Looking at DeFiLlama's chain-level metrics, the native TVL of Avalanche is approximately $1.66 billion, and the bridged TVL is about $3.62 billion, while on-chain fees/income remain relatively low on a daily basis. This means that even though the number of transactions and addresses is increasing, it does not necessarily correspond to significant value capture at the protocol layer.
However, considering the macro level, cryptocurrencies, especially L1 tokens, have generally been under pressure over the past year. Even if the ecosystem sees institutional collaborations or technological advancements, these are overshadowed by stronger market beta and the persistent issue of a lack of large-scale applications. The pricing issue for Avalanche is not unique to it alone.
Attracting Talent, Launching a Million-Dollar Builder Competition
For infrastructure, a sluggish market period is also a good opportunity for accumulation, allowing for a more focused approach to ecosystem building.
Taking advantage of this wave of increased on-chain activity, Avalanche has noticeably intensified its actions on the developer supply side. On January 21, the Avalanche Foundation announced the launch of the "BuildGames" builder competition, offering a total prize pool of $1 million, with the official setting a six-week duration and rolling review for applications starting immediately. This competition does not specify a direction and does not limit specific types or tracks. Outstanding teams will also have the opportunity to receive follow-up guidance and funding from Avalanche's official incubation program.

From the existing system of the foundation, Avalanche's developer support does not rely solely on single competitions to attract new talent, but is divided into several parallel pipelines.
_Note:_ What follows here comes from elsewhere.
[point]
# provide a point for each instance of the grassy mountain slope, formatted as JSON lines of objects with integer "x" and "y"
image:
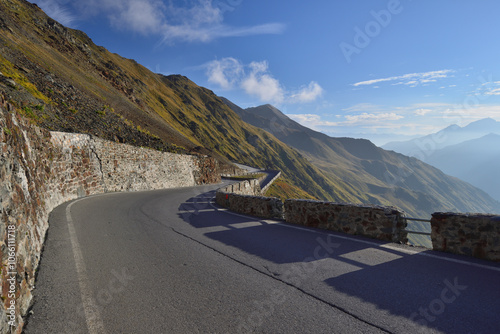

The first is the official accelerator Codebase, which focuses on rapid mentoring and non-dilutive funding support for early teams. Selected teams can receive a $50,000 funding grant and practical support ranging from product to token design, validator/infrastructure strategy, growth, and compliance.
The second is the foundation's Grants system, which focuses on funding for infrastructure and AI-related projects. Finally, there is Retro9000, with an official pool of up to $40 million to reward teams that have already made actual deliveries and impacts on Avalanche L1 or key toolchains, lowering the threshold of "financing before delivery" and directing resources toward builders with proven value.
In terms of infrastructure development, Avalanche completed a network upgrade codenamed "Granite" at the end of last year, which consists of three ACPs (ACP-181/204/226). The Granite upgrade introduced dynamic block times, biometric authentication, and a more stable validator view, enhancing cross-chain message reliability and performance.
Overall, in the past month, the Avalanche ecosystem has introduced institutional-scale capabilities, laying the foundation for development in 2026 with the construction of infrastructure and developer incentives.